Over the last several months, B.J. Rollison has been delivering presentations and writing articles and blog posts in which he cites a paper Defect Detection Efficiency: Test Case Based vs. Exploratory Testing [DDE2007], by Juha Itkonen, Mika V. Mäntylä and Casper Lassenius (First International Symposium on Empirical Software Engineering and Measurement, pp. 61-70; the paper can be found here).
I appreciate the authors’ intentions in examining the efficiency of exploratory testing. That said, the study and the paper that describes it have some pretty serious problems.

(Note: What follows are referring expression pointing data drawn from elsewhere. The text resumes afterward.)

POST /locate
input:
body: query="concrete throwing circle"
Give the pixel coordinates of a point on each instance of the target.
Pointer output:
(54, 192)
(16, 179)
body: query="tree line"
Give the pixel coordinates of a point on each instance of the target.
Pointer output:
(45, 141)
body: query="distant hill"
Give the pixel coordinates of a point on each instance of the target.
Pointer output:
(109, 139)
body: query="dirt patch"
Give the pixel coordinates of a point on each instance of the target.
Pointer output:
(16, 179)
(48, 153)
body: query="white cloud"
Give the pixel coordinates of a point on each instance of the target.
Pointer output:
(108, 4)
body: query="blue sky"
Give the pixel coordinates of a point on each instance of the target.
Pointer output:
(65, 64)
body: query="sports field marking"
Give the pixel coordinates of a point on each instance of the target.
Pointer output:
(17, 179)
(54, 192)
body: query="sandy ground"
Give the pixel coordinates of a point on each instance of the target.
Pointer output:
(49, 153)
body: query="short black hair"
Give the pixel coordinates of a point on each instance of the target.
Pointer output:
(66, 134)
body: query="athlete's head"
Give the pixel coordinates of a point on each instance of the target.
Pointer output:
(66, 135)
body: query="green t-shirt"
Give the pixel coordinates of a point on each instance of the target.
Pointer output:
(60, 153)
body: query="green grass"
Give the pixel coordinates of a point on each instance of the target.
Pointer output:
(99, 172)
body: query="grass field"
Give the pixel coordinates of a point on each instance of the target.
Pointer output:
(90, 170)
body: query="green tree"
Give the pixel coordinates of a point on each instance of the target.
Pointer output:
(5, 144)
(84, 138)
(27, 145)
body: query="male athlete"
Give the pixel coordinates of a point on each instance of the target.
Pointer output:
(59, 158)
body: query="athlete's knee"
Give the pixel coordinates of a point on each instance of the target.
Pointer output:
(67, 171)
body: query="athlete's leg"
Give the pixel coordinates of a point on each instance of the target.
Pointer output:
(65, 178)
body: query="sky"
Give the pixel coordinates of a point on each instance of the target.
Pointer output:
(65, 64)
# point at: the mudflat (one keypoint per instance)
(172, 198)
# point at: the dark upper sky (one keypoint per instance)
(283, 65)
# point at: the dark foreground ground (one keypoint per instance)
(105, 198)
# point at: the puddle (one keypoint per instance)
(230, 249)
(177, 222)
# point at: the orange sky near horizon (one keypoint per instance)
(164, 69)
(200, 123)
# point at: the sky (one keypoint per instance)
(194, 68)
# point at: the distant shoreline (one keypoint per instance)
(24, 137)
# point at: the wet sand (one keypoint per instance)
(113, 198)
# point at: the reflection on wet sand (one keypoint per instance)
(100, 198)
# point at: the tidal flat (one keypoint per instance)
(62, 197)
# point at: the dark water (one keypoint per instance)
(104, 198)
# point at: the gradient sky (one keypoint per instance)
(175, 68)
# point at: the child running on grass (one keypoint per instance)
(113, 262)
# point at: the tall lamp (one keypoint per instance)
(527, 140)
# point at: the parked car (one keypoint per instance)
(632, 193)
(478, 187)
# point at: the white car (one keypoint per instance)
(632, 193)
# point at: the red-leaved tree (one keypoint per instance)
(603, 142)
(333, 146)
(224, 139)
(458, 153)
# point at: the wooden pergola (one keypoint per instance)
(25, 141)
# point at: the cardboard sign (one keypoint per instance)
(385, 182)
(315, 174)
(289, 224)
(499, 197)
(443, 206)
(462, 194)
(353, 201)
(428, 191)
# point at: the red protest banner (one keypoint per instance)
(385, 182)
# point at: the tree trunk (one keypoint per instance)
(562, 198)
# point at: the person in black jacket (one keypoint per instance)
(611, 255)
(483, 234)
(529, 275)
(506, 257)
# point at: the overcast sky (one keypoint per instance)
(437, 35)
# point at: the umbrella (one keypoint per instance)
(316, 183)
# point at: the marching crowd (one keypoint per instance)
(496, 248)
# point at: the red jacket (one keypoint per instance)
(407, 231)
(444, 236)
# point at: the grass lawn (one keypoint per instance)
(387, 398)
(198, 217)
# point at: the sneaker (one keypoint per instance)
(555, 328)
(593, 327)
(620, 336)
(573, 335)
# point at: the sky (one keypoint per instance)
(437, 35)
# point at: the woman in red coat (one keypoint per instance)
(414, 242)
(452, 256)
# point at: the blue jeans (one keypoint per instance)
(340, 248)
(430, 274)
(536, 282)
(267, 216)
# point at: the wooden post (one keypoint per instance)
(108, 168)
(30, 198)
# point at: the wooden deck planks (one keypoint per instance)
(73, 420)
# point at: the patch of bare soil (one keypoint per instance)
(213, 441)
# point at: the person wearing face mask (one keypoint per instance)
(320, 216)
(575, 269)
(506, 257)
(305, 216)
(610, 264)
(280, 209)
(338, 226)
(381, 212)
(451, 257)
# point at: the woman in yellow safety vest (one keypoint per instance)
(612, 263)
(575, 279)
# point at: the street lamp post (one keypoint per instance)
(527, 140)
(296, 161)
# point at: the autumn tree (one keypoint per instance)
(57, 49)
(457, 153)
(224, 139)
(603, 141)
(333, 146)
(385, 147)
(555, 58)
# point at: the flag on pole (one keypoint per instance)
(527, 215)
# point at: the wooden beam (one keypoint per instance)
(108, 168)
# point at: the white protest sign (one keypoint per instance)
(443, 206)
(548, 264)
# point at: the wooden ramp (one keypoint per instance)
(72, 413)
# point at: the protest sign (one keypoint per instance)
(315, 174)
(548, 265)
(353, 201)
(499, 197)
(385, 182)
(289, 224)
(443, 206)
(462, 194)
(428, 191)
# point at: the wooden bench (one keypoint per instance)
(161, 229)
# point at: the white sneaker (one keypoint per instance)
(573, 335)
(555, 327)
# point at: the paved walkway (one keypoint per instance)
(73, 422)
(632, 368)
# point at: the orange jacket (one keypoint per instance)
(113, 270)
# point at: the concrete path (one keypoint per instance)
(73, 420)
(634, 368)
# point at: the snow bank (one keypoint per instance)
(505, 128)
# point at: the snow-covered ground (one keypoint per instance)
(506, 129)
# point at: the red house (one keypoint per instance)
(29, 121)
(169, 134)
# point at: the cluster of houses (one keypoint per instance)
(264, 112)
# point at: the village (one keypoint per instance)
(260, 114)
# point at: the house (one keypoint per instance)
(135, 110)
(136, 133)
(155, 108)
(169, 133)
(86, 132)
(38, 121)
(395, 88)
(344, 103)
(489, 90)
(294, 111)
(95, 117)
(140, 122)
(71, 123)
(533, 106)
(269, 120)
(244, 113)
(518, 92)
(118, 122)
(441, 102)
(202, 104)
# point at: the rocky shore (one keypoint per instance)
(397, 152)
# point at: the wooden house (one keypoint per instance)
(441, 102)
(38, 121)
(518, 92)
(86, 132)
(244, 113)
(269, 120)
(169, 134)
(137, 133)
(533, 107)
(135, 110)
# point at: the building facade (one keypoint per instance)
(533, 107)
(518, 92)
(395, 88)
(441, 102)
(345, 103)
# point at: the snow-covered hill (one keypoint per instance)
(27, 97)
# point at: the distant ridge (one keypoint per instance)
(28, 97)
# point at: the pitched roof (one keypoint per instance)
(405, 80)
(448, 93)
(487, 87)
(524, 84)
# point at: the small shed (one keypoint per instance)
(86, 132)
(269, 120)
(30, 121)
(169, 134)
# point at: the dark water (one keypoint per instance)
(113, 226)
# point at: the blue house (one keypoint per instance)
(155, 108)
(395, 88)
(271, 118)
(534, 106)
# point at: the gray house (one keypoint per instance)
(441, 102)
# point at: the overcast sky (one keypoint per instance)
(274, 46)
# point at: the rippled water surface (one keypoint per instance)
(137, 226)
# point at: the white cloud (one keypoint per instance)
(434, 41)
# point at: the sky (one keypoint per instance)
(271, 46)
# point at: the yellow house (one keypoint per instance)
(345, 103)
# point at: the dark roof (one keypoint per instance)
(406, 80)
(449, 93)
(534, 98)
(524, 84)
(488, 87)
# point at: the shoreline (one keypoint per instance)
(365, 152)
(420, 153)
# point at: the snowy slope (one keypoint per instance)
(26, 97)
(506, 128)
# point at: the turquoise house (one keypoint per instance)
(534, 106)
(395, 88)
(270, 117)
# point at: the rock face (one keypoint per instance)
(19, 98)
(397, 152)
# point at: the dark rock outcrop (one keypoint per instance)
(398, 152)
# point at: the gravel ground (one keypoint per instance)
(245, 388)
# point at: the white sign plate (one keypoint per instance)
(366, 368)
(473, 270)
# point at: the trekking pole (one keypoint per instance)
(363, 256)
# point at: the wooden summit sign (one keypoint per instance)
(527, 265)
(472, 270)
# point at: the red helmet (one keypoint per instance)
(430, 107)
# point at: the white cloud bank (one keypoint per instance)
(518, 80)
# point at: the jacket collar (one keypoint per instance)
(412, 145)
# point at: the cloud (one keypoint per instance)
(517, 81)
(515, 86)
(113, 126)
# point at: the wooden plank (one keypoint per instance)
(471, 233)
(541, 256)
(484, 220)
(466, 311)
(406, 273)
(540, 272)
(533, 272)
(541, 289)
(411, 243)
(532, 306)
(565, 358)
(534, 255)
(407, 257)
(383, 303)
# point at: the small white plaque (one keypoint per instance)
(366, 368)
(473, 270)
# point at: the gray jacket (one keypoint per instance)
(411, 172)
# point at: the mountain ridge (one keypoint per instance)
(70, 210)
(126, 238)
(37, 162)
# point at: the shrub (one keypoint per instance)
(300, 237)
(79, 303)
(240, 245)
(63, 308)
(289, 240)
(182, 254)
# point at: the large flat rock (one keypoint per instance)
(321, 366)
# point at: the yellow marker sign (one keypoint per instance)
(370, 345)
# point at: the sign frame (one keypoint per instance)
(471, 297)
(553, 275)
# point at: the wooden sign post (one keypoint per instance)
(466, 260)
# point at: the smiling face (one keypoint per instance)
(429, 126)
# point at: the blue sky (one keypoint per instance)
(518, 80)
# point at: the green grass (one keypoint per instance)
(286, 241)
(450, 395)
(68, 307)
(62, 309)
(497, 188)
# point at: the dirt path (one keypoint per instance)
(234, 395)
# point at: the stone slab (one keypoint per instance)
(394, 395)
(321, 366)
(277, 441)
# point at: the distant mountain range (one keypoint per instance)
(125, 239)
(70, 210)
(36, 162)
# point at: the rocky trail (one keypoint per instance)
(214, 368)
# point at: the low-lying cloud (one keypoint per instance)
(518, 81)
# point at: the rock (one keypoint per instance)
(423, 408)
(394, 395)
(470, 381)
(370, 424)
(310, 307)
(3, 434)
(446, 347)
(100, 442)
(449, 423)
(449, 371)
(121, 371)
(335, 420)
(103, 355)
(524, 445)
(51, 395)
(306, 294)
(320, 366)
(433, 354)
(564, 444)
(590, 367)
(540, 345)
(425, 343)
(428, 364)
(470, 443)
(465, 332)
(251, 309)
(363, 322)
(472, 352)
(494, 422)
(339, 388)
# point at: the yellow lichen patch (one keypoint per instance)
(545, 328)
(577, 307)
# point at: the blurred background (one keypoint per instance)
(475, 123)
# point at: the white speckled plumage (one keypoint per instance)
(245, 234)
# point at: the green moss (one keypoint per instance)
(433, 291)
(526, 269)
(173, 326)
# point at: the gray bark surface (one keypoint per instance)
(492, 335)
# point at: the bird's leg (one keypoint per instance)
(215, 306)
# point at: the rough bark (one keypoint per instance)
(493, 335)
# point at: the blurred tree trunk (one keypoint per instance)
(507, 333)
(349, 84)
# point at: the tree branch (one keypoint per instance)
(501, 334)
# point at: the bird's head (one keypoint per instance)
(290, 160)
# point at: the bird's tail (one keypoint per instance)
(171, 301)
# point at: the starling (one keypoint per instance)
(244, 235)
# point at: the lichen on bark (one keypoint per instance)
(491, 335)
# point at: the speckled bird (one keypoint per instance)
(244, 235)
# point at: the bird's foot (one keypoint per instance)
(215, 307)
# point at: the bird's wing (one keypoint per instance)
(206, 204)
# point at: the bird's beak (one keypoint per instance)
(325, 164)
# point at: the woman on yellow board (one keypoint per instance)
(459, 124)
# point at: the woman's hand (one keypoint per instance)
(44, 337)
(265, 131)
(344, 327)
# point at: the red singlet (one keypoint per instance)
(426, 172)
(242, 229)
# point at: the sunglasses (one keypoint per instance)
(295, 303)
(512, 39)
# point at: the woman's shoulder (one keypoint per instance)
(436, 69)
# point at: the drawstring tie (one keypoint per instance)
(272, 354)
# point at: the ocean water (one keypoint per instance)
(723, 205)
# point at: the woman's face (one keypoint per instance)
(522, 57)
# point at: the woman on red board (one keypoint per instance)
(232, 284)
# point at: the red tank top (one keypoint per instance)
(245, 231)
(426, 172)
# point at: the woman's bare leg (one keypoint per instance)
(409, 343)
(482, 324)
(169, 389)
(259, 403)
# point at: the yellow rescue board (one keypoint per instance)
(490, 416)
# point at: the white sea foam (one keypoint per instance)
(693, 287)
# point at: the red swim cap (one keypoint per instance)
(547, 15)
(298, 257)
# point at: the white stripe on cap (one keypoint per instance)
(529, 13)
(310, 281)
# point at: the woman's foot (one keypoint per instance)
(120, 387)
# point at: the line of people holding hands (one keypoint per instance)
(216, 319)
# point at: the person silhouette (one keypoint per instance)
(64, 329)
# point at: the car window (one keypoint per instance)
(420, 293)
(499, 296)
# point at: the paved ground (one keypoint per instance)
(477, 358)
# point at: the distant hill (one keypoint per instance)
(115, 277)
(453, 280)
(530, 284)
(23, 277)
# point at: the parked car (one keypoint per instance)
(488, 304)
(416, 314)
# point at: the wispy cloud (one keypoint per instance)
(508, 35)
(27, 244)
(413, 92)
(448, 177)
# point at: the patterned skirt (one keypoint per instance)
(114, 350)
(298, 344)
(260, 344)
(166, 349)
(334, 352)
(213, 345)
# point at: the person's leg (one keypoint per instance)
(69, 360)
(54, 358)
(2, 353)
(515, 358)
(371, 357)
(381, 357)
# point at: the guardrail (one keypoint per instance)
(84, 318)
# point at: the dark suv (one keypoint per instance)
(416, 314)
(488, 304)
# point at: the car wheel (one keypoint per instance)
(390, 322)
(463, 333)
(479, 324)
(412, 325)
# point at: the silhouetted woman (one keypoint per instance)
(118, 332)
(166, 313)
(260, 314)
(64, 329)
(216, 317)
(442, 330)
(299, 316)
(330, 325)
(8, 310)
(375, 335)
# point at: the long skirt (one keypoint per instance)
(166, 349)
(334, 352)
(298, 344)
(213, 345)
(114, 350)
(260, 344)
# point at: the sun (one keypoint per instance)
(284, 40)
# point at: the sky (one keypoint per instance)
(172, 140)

Some Background on Exploratory Testing
It is common for people writing about exploratory testing to consider it a technique, rather than an approach. “Exploratory” and “scripted” are opposite poles on a continuum. At one pole, exploratory testing integrates test design, test execution, result interpretation, and learning into a single person at the same time. At the other, scripted testing separates test design and test execution by time, and typically (although not always) by tester, and mediates information about the designer’s intentions by way of a document or a program. As James Bach has recently pointed out, the exploratory and scripted poles are like “hot” and “cold”. Just as there can be warmer or cooler water, there are intermediate gradations to testing approaches. The extent to which an approach is exploratory is the extent to which the tester, rather than the script, is in immediate control of the activity. A strongly scripted approach is one in which ideas from someone else, or ideas from some point in the past, govern the tester’s actions. Test execution can be very scripted, as when the tester is given an explicit set of steps to follow and observations to make; somewhat scripted, as when the tester is given explicit instruction but is welcome or encouraged to deviate from it; or very exploratory, in which the tester is given a mission or charter, and is mandated to use whatever information and ideas are available, even those that have been discovered in the present moment.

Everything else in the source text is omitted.